Consumption as Creation: A Tactical Probe into Cognitive Capitalism through Art Practice-based Research Methods
Student thesis: Doctoral Thesis
Related Research Unit(s)
The thesis uses a self-centered art practice based on consumption as a research method. How can an idiosyncratic set of consumer decisions, captured in the form of personal expenditure records, be used as a means towards a meaning producing process instead of being, as it often is, an object of behavioral research? Furthermore, I ask how the shift towards cognitive capitalism influences the effectivity of artmaking as a critical practice and my self-understanding as a three-in-one of the artist, the researcher and the consumer. The three probes into cognitive capitalism based on tactics (Certeau, 1984) of everyday consumption presented in the thesis provide evidence of how meaning can be produced by employing the ego instead of dwelling on it.
The understanding of attention-directing and knowledge-producing cognitive faculties as a form of intangible capital has strongly shaped our lived experience of the last decades (Davenport & Beck, 2001). The trends went hand in hand with info-technological development (Zwick & Denegri Knott, 2009), leading to a decoupling of consumption from the materiality and use-value of the products consumed (Baudrillard, 1996). Yet despite these developments, semioticised and financialized consumption is driven by our needs and desires (Deleuze & Guattari, 1983) anchored in the meatware (Clark, 2001) of our brain caught up in a feedback loop between the Symbolic (Lacan, 2006) and the neural (Neidich, 2009), manifested through individual coping tactics of everyday practice.
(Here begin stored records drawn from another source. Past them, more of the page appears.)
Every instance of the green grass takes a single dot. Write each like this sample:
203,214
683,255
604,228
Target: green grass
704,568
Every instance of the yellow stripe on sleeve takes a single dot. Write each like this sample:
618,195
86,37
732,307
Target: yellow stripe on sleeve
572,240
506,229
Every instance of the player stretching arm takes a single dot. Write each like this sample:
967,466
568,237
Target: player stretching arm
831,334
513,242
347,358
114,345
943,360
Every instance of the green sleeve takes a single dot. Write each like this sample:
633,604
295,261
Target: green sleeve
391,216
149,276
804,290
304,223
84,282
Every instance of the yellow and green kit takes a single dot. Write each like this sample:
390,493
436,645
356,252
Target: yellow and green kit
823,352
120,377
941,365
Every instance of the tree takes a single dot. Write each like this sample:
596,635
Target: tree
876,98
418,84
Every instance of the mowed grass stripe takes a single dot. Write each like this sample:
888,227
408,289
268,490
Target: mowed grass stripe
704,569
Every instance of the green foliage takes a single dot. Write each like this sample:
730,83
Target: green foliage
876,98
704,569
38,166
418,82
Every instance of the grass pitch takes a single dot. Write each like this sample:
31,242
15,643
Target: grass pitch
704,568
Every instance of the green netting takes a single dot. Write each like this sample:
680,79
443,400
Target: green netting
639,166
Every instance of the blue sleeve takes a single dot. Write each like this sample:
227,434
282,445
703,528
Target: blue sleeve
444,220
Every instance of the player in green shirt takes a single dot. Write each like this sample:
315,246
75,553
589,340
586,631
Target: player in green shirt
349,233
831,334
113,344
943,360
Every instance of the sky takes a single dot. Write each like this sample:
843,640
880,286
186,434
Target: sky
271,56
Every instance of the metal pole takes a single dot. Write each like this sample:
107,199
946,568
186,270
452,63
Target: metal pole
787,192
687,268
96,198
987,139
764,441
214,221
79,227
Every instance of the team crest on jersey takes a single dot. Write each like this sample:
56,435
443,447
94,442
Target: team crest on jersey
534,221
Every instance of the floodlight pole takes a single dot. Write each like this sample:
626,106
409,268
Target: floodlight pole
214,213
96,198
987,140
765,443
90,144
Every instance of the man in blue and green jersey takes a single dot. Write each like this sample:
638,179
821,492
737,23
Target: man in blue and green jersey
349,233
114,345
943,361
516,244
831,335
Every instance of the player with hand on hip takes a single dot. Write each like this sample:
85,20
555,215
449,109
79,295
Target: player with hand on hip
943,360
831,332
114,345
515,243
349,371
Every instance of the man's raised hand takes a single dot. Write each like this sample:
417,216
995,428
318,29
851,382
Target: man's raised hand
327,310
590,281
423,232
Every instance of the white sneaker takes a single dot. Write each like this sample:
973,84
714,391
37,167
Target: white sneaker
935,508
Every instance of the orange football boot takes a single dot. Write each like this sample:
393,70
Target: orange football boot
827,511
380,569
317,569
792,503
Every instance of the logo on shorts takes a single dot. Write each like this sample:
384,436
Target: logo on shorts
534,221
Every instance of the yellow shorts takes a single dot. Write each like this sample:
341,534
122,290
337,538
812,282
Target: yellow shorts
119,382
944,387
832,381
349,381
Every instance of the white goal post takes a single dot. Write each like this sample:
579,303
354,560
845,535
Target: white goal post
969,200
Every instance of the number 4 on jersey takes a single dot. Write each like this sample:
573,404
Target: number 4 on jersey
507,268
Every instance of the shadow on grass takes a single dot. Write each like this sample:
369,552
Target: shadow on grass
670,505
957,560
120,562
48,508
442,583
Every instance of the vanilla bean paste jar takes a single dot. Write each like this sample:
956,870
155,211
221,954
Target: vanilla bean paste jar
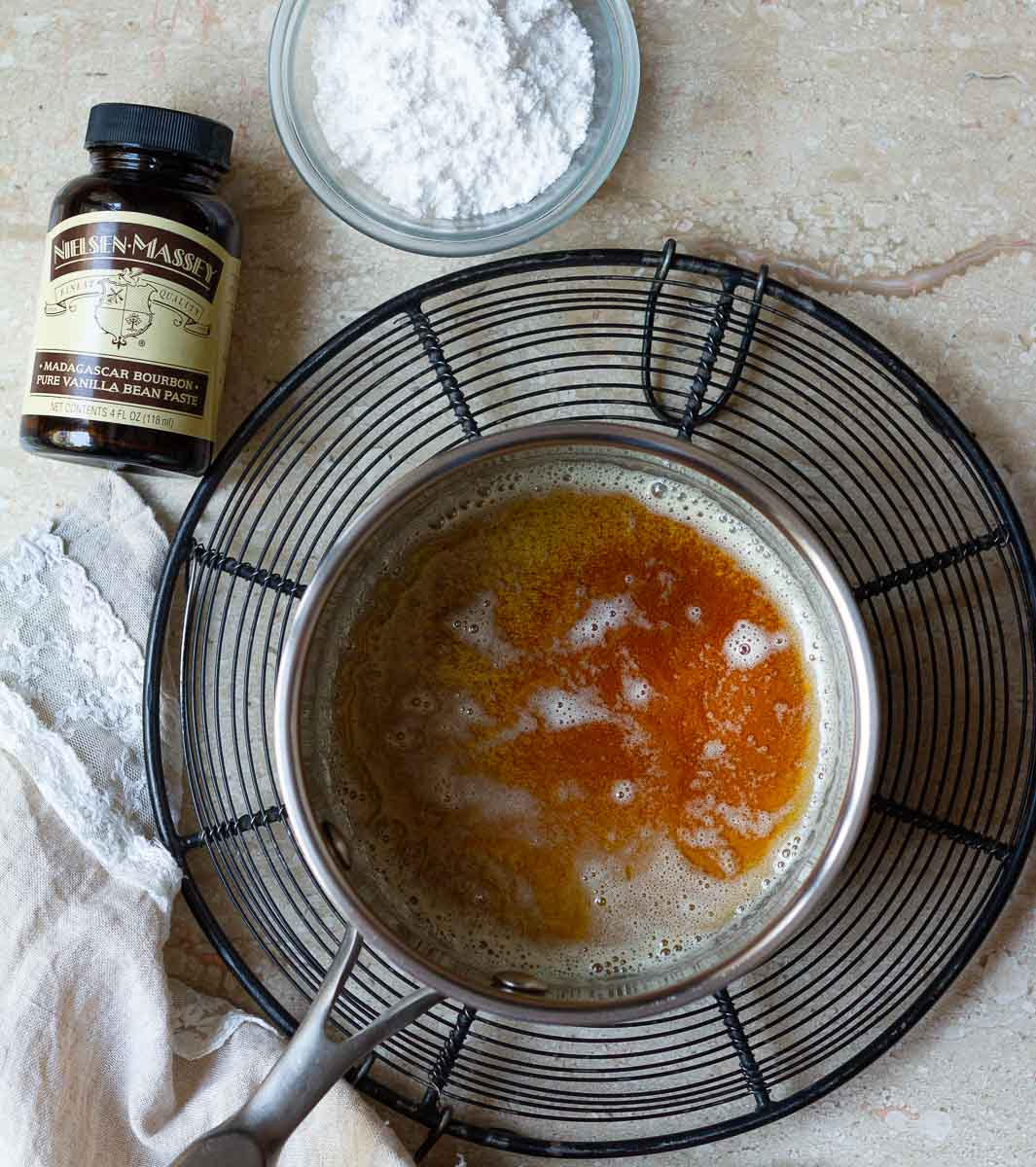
139,281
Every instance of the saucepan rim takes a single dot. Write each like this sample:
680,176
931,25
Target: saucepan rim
812,888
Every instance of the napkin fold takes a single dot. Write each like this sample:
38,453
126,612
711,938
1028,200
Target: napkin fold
103,1060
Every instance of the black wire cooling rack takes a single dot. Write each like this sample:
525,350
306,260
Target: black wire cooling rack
903,500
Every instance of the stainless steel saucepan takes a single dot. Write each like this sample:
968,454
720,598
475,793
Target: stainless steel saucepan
317,1056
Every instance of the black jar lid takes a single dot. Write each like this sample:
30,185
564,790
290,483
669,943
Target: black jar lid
152,127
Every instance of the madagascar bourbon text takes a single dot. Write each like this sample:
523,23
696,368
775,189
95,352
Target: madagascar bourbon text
134,324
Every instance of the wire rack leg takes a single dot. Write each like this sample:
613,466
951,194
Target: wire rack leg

Production (creation) cannot be understood as a simple opposite to consumption, as if a product of a creative process would disappear or be destroyed when consumed. Consumption does not only mean a disappearance of something, but also an appearance, a creation through destruction. Jean Baudrillard uses a broad definition of consumption as “an activity consisting of the systematic manipulation of signs” (Baudrillard, 1996, p. 200), stressing the fact that it is most of all an act in the realm of meaning creation (semiotics) rather than a purely material practice. The split between cultural production and consumption has long been problematized (Bishop, 2006), with an increasing stress on a shared authorship where audience and artists meet on equal terms, a tendency further accelerated by the ubiquity of the digital blurring the boundaries between amateurs and professionals, replacing the dichotomy with a circulation of signs.
The thesis delineates an art practice-based method for investigating the effects of the shift towards cognitive capitalism, using a self-centered approach anchored in everyday practice that takes into account the hyper-reactivity inherent in information-based technologies as well as the material matter of our daily lives by using consumption as an element that unites both transactional and experiential dimensions. The method starts by recording my daily consumer decisions and employing them without personal bias (Latham) in a decision recycling process applied onto another data structure. Like a speech act that is not reducible to language, consumption is not reducible to economy. Consumption serves to approach the pharmacological (Stiegler, 2013) nature of cognitive capitalism, as expressed in the writings of Negri & Hardt (2009), Srnicek & Williams (2015) and Noys (2014). Consumption is a hinge that allows for hyper-reflexivity while staying true to an art practice-based approach where experience is transformed into expression. With this approach, art makes a step closer towards life, while at the same time keeping its reflexive and critical role that sets it apart as a specific aesthetic discipline separate from life itself (Rancière, 2006). By linking the facts that everyone is a consumer and that consumption is creation, the approach exemplifies the significance of everyone’s potential to act as an autonomous creative individual, while questioning the very autonomy in an attention / cognition-based economy.
This research shows that the application of an idiosyncratic and subjective art practice-based research method can generate meaningful (Arendt, 1978) results beyond the self. Each of the three research-based artworks in the thesis provides an example of how the narcissistic realm of the Imaginary (Lacan, 2006) can be utilized to deflect the transcendental Symbolic (the simulacrum) and glimpse the Real in a feedback feedback loop between mind and neural matter, extending short-circuited (Stiegler, 2013) signifying chains. A re-imagination of consumption as a pharmacological practice shows that a critique can be carried out by acknowledging dependence and investment as the very nature of cognitive and meaning making processes.